Oliver paused in his retreat to indulge her with one of his crooked smiles. ‘If we only allow people who may vote to have their say in this proposed agency’s formation, then whole rafts of Artisans will continue to not be allowed to vote, to their great detriment.’

This was the first time, and not the last, that it occurred to Genevieve that her embodiment as a woman, Oliver’s embodiment as a labourer, others’ embodiment as anything other than the trifecta of wealthy and English and male, tarnished the edges of the lauded Artisan status she had been so eager to snatch up and hoard.

It was also the most she’d heard Oliver speak since their first night down in the kitchen; it must, then, be something he felt quite strongly about, enough to override his stiff reticence around her parents.

Her mother, she noted from the corner of her eye, had finally lifted her attention from her sketchbooks and canvas on the other side of the long, narrow garden to look with some approval at Oliver. Theodore Locke had, after all, plucked her from among the sort of people who were likely Chartists now.

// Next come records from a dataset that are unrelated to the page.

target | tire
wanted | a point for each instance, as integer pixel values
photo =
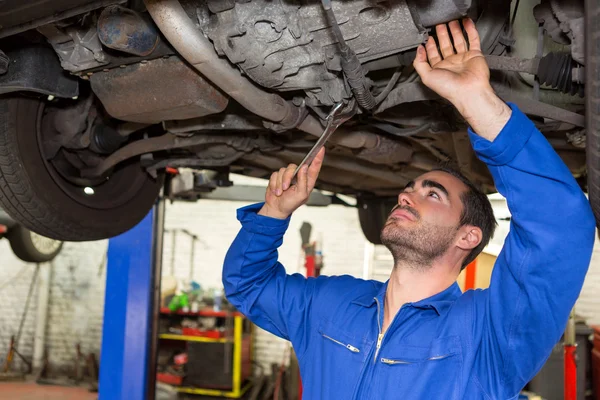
(592, 100)
(372, 214)
(31, 247)
(36, 196)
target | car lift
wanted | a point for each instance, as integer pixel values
(134, 271)
(131, 307)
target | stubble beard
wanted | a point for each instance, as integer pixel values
(417, 246)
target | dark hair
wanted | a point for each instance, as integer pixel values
(477, 211)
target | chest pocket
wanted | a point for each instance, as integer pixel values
(421, 372)
(342, 356)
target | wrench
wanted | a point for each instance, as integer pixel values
(334, 119)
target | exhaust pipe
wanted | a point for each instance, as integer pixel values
(188, 40)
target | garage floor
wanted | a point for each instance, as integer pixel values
(32, 391)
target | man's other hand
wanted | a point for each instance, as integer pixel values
(461, 75)
(283, 197)
(461, 66)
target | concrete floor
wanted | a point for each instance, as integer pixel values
(32, 391)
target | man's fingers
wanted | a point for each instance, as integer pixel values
(444, 40)
(302, 179)
(314, 169)
(273, 183)
(432, 54)
(287, 176)
(279, 189)
(457, 37)
(420, 64)
(472, 34)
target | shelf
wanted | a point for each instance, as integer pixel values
(193, 338)
(206, 312)
(215, 392)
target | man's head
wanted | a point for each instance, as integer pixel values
(438, 211)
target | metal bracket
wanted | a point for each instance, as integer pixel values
(37, 69)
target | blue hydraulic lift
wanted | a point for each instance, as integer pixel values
(132, 300)
(131, 307)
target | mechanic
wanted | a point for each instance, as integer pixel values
(418, 336)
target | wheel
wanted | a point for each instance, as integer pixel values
(31, 247)
(38, 196)
(372, 214)
(592, 100)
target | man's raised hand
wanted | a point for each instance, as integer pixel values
(282, 197)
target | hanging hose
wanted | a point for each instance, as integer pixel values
(388, 88)
(351, 66)
(556, 70)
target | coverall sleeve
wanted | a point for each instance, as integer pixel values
(540, 271)
(257, 284)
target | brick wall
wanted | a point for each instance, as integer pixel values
(75, 306)
(79, 273)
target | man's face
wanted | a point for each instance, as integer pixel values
(425, 222)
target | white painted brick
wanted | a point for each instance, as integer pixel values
(78, 281)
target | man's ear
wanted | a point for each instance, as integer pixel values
(469, 237)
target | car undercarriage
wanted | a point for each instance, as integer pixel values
(116, 92)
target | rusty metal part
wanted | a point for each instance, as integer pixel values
(529, 65)
(387, 151)
(161, 89)
(417, 91)
(168, 142)
(16, 16)
(217, 122)
(534, 107)
(358, 168)
(352, 139)
(336, 117)
(189, 41)
(123, 29)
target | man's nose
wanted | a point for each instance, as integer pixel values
(405, 199)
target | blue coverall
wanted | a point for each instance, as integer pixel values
(481, 344)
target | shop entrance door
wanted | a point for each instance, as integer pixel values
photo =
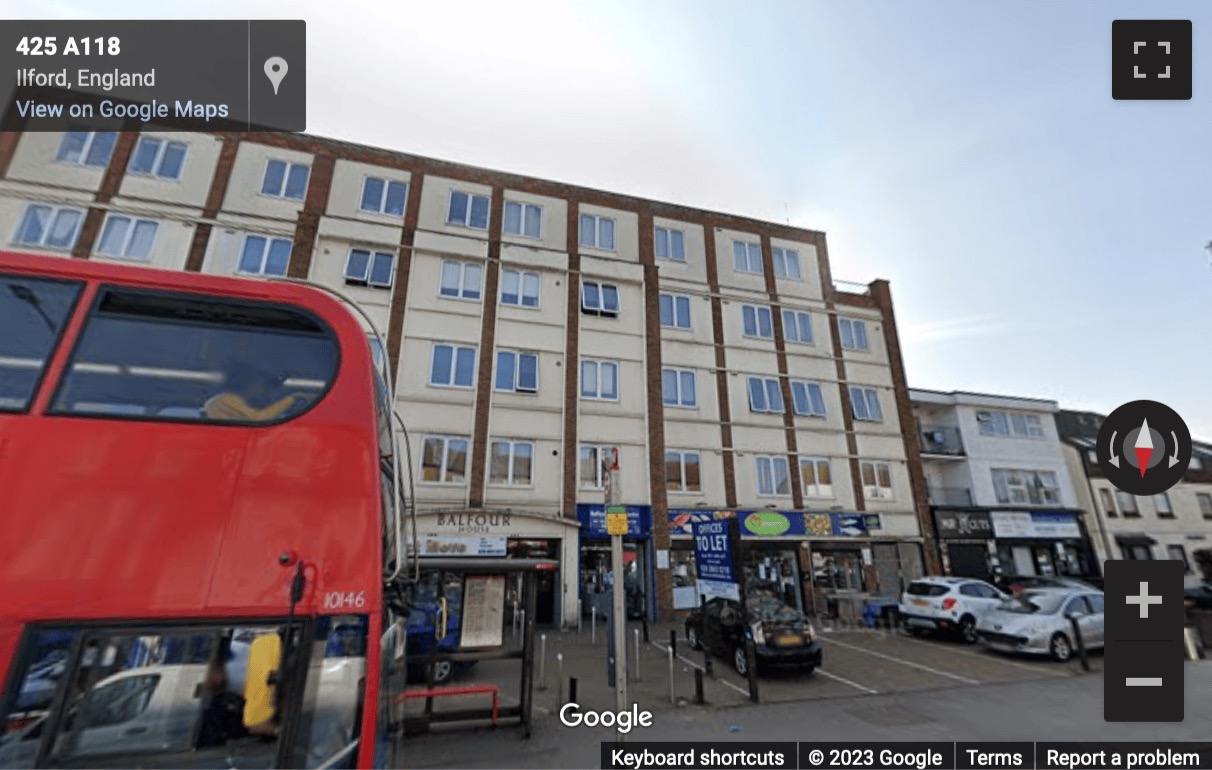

With the horrible feeling she was rather letting both her mother’s politics and her own sex down, Genevieve said, ‘May Artisan women attend these meetings, then?’

‘Very many Artisan women already do.’

‘I’d best come, then, shouldn’t I?’ Genevieve said. ‘I could be helpful, in my position. I could speak for them.’

She wished she’d had the foresight to bite her tongue again even as the words came treacherously out of her mouth. She didn’t dare look over at Mother, who probably had her head in her hands at the sheer ignorance of the daughter she had raised.

Oliver was kind enough to merely say, with a gravity that belied the soft amusement in his eyes, ‘You’ll find they are speaking for themselves already.’

‘I will never not make a fool of myself in front of you, will I?’ she lamented.

He offered a shallow bow in lieu of a too-honest answer. ‘They will be glad of your support, Miss Locke.’